Die EU arbeitet schon seit April 2016 an der Liste Davor waren über die "Panama Papers" weltweit verbreitete Praktiken zu Steuerflucht und -vermeidung enthüllt worden. Mit dem Beschluss setze die EU "ein Zeichen", sagte Bundesfinanzminister Peter Altmaier (CDU). "Damit sind wir auch international diejenigen, die am deutlichsten vorangehen."

Auf der Liste stehen nun folgende 17 Länder und Gebiete: Bahrain, Barbados, Grenada, Guam, Macau, die Marschall-Inseln, die Mongolei, Namibia, Palau, Panama, Samoa, Amerikanisch-Samoa, St. Lucia, Südkorea, Trinidad und Tobago, Tunesien und die Vereinigten Arabischen Emirate.

Die EU setzt vorerst zunächst auf die "Prangerwirkung" durch die Aufnahme in die Schwarze Liste. Erst im kommenden Jahr beraten die Mitgliedstaaten über konkrete Sanktionen. EU-Wirtschaftskommissar Pierre Moscovici forderte die Mitgliedstaaten auf, "abschreckende Sanktionen" zu beschließen. Als Bremser gelten Diplomaten zufolge insbesondere Länder wie Luxemburg, Großbritannien, die Niederlande, Malta und Irland.

Altmaier sagte, es sei nicht an ihm gescheitert, dass es keine Sanktionen gebe. Er ging davon aus, dass die Liste auch eine Debatte in den betroffenen Ländern selbst über ihre Steuerpraktiken auslösen werde. Sie sei auch eine "lebende Liste", die weiterentwickelt werde, betonte der Minister. Weitere Staaten und Gebiete könnten hinzukommen oder von ihr herunter genommen werden.

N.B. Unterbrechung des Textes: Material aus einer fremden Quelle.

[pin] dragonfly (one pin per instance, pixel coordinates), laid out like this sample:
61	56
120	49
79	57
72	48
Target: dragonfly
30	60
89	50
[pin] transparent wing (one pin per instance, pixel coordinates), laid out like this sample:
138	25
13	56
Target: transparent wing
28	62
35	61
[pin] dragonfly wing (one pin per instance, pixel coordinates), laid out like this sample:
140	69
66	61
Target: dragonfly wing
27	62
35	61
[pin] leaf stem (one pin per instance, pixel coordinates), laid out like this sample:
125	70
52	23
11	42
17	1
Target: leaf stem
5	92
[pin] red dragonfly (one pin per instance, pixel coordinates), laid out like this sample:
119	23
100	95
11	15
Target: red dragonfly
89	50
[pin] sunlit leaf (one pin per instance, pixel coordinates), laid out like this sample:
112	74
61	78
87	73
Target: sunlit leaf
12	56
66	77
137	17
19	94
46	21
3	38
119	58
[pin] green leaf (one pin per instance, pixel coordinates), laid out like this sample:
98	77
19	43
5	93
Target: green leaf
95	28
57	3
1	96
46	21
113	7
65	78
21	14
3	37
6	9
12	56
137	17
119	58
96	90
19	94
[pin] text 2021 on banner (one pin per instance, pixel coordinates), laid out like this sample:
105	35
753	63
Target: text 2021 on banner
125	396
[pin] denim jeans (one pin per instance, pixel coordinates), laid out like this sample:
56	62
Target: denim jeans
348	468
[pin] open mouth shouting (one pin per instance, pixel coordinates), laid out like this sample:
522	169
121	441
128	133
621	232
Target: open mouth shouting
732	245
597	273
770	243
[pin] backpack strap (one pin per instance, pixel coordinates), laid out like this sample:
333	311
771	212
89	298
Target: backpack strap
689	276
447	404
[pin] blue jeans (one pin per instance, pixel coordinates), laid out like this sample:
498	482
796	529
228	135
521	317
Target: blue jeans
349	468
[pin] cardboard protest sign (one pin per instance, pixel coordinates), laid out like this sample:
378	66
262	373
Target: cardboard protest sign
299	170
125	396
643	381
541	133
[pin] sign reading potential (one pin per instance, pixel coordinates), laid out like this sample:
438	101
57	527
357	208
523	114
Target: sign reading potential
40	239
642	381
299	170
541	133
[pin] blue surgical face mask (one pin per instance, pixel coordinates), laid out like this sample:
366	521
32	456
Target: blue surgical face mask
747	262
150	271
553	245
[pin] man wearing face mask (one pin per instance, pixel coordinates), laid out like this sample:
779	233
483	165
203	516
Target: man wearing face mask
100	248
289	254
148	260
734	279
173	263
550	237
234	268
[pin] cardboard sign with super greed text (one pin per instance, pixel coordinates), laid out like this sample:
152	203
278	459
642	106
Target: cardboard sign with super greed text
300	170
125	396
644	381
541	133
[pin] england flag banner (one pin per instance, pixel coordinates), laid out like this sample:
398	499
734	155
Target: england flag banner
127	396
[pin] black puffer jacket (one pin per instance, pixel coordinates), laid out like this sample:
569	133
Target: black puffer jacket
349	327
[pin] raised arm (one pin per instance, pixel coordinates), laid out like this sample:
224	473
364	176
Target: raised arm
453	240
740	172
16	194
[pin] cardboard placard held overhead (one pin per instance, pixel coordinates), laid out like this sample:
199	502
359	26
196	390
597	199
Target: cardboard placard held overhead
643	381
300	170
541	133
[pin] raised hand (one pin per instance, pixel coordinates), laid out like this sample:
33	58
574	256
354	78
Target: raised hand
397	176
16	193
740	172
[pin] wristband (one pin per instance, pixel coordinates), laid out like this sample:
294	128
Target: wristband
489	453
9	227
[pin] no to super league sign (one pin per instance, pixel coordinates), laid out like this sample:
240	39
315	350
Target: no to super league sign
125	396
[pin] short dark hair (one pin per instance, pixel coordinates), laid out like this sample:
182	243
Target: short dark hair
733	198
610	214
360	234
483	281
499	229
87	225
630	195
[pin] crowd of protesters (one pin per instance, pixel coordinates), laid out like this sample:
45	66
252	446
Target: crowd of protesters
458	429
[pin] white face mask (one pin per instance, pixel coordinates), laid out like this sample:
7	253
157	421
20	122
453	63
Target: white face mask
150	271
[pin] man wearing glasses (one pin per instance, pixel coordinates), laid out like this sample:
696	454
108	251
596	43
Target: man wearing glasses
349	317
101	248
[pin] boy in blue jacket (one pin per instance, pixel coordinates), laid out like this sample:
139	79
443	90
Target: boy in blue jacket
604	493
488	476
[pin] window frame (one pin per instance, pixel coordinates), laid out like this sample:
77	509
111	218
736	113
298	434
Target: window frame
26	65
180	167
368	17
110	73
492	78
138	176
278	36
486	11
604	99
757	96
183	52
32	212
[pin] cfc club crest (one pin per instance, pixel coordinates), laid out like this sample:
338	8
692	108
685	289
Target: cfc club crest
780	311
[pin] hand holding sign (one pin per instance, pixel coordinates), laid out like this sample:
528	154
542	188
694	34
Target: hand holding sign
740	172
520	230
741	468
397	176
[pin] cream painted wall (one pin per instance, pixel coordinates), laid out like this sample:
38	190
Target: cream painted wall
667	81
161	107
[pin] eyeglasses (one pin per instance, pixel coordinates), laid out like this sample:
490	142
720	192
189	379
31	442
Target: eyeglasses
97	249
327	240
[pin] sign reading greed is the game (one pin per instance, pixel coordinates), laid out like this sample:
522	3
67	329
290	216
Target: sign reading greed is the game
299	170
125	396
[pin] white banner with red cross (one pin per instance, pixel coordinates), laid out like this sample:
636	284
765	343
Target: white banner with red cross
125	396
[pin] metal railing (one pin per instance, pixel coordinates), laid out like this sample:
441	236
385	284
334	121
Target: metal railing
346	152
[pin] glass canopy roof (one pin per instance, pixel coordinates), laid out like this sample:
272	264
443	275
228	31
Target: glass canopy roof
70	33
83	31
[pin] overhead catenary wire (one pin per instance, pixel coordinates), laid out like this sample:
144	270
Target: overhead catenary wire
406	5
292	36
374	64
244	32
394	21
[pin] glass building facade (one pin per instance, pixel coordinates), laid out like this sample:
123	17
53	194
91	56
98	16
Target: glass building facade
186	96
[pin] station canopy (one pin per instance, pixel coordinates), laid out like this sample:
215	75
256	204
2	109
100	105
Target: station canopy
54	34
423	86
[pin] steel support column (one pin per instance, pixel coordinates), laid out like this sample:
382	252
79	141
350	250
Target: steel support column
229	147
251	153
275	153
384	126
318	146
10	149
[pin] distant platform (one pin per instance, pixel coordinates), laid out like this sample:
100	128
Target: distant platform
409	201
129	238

Die Grünen im Europaparlament kritisierten eine "weichgespülte Liste". Die wichtigsten Steueroasen tauchten nicht auf, erklärte Finanzexperte Sven Giegold. Auch die Entwicklungsorganisation Oxfam kritisierte, dass auf der Schwarzen Liste "vor allem kleine Länder" gelandet seien, "während die berüchtigsten Steueroasen davon gekommen" seien.

Tatsächlich hatte die EU im Januar zunächst die Steuergesetzgebung in 92 Ländern und Gebieten als problematisch eingestuft. Rund 60 von ihnen wurden schriftlich aufgefordert, Reformen oder Klarstellungen in der Steuergesetzgebung vorzunehmen, um nicht auf der Liste zu landen. 

Viele Regierungen taten dies. Weitere 47 Länder befinden sich nun auf einer sogenannten grauen Liste, darunter die Schweiz, Liechentstein, Serbien, die Türkei oder die britische Kanalinsel Jersey. Sie haben zugesichert, ihre Steuerpraxis zu ändern und stehen nun unter Beobachtung. Moscovici forderte, die betroffenen Länder müssten die EU-Forderungen "so schnell wie möglich" umsetzen, um nicht auf der Schwarzen Liste zu landen.

EU-Staaten werden auch in Zukunft nicht auf der Liste auftauchen, sie gilt nur für Länder außerhalb der Union. Oxfam hatte am Montag gefordert, auch Irland, Luxemburg, die Niederlande und Malta auf die Liste zu setzen. Die Organisation nutzte nach eigenen Angaben für die Einstufung dieselben Kriterien, welche die EU auch für ihre Schwarze Liste für Nicht-Mitgliedstaaten verwendet.